Youngteam: Fading Into Night – album review
Youngteam: Fading Into Night (Northern Star Records)
Available 24th March 2014
Exceptional second album from Swedish shoegaze quartet heads off into dark, gloomy territory says Chris Lockie
It’s hard to say whether Youngteam are happy with their lot. Their second album appears to find them in somewhat darker mood than their first, given the song titles: It’s Getting Dark, Go To Sleep, Shadows, Dead Sun etc. Perhaps it’s been a long winter.
Honestly, I don’t care. Sweden’s finest purveyors of shoegaze can be as miserable as a thousand Charlie Browns for all I care, if they continue to make music as heroically gloomy, and yet loud, as this.
The opening track, Dugpas takes a while to get going but does eventually settle into a pleasant, Horrorsesque groove. Track two is where you really start to take note. It’s Getting Dark drags various members of Ride and the Brian Jonestown Massacre into the woods around Stockholm for the trip of their lives, and I use trip in its proper, chemical sense. This is the kind of music that has you humming along with your eyes closed, on the very first listen when you don’t even know what notes are coming, because there’s only one way it could, should and does go.
The title track is equally impressive, and for some reason had me thinking of Oceansize though I now realist the two bands aren’t particularly similar. I can only assume Fading Into Night has me thinking of things the size of oceans. To call the record expansive would be to praise it too faintly.
Into Light takes us on a very pleasurable psychedelic ramble, the influence of Anton Newcombe again coursing through, which isn’t a million miles from his song used as the theme to Boardwalk Empire. The strongest track is also the shortest, Black Rider, though that’s surely a coincidence as the longest, the closer Dead Sun, proves a tremendous way to round things off.
Not every track pulls it off, admittedly – 1974 and Shadows are reasonably good, unremarkable tunes on an otherwise majestic album. Still, gives them something to work on for album number three.

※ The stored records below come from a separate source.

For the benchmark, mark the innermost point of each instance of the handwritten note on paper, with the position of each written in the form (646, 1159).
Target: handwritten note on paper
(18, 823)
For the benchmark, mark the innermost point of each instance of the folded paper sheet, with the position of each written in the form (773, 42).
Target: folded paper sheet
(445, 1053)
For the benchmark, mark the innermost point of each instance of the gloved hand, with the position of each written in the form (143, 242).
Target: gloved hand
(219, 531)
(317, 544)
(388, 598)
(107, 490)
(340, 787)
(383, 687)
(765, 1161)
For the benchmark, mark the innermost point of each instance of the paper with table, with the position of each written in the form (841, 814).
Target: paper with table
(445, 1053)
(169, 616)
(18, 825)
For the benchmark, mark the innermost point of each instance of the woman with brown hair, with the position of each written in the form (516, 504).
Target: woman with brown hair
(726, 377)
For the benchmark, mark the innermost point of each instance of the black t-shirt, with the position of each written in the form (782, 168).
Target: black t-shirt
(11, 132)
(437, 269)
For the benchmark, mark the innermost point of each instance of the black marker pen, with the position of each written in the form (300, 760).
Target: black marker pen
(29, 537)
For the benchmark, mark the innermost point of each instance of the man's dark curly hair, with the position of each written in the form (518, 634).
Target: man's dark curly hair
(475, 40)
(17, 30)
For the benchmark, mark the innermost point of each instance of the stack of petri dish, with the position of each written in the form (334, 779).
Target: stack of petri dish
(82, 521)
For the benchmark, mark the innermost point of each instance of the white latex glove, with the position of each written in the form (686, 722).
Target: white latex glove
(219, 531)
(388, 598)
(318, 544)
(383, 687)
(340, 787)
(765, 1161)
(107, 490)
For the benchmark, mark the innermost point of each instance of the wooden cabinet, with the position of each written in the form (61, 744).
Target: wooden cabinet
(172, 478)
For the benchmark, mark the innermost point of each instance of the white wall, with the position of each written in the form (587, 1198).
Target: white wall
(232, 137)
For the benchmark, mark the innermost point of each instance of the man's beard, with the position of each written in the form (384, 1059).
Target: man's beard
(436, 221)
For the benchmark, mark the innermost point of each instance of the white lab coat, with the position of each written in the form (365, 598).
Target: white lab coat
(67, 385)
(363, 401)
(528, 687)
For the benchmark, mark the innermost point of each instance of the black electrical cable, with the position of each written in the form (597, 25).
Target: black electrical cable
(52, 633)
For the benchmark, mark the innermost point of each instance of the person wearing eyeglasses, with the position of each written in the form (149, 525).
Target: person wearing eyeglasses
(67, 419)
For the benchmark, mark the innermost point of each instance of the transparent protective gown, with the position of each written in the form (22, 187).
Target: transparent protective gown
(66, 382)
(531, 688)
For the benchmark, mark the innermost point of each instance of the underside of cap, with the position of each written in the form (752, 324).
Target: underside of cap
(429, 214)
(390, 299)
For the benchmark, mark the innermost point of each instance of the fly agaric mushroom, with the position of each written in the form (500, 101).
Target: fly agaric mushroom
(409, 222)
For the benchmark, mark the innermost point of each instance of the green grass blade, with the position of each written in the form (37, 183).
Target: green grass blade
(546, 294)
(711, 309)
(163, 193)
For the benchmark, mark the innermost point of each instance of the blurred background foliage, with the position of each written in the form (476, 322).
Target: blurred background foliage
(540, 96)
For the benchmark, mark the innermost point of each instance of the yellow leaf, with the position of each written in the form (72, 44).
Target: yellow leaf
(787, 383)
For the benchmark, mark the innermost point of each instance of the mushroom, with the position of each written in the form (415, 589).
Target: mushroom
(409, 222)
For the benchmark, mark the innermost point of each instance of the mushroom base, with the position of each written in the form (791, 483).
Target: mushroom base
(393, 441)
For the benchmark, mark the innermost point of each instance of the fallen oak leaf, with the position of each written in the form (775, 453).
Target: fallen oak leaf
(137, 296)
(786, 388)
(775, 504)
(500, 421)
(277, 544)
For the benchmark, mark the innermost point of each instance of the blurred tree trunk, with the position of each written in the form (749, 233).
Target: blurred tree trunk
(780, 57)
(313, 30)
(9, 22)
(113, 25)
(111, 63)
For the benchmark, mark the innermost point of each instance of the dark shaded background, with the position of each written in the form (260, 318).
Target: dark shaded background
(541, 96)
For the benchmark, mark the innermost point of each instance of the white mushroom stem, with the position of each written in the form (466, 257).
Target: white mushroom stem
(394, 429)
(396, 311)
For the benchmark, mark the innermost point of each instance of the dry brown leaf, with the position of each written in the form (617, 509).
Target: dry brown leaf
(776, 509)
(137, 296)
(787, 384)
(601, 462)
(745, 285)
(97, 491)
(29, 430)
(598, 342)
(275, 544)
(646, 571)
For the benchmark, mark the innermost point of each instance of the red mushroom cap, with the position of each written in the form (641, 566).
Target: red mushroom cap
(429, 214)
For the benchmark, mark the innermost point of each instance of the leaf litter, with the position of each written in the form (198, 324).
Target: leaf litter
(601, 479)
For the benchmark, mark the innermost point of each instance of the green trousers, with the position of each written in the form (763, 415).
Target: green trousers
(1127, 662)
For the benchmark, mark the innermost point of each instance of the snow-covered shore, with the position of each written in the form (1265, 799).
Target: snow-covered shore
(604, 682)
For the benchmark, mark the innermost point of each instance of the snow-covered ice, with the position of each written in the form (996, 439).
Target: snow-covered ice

This album is aimed squarely at the type of introspective, floppy fringed teenager moping around his bedroom, grounded by parents for listening too loud to this type of dismal racket, that I have been trying to stop being for 20 years or more. Slowdive fans, basically. If you’ve ever fallen for a record based on echoey vocals, droning guitars and a beat that makes you slowly shake your head rather than nod it, you have just found your new favourite album.